O alerta é da Sociedade Brasileira de Cardiologia (SBC), que marca nesta quinta-feira (9) o Dia Nacional de Alerta contra a Insuficiência Cardíaca para reforçar a importância do diagnóstico precoce e da continuidade do tratamento.
Além da dificuldade para respirar durante atividades físicas, os principais sintomas incluem fadiga muscular e retenção de líquidos. Segundo o cardiologista Marcus Simões, membro da SBC, essas manifestações costumam ser confundidas com os efeitos do sedentarismo ou do envelhecimento, o que pode atrasar a procura por atendimento médico.
“Durante o esforço físico, o coração é mais requisitado. Quando você força a musculatura, ela tem que receber mais sangue, e aí o coração tem que bombear mais sangue.
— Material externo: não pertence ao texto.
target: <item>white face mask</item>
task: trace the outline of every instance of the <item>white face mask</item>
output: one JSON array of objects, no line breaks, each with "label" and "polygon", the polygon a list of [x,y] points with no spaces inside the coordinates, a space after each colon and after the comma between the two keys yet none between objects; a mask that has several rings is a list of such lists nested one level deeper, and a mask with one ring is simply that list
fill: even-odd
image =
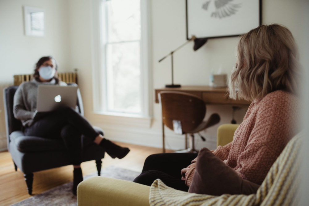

Então, é na hora do esforço que o coração usualmente demonstra que não está bem”, explicou.
De acordo com o especialista, a insuficiência cardíaca geralmente surge como consequência de outras doenças, como infarto, problemas nas válvulas do coração, diabetes, hipertensão e doença de Chagas. Nesses casos, o coração perde a capacidade de bombear sangue de forma eficiente, provocando o aparecimento dos sintomas.
Marcus Simões alerta que a doença pode evoluir para quadros graves quando não é tratada adequadamente. Segundo ele, pacientes com insuficiência cardíaca podem apresentar internações frequentes e risco de mortalidade entre 30% e 50% em cinco anos.
O diagnóstico é realizado por meio da avaliação clínica, complementada por exames como raio-X de tórax, ecocardiograma, exames laboratoriais e biomarcadores.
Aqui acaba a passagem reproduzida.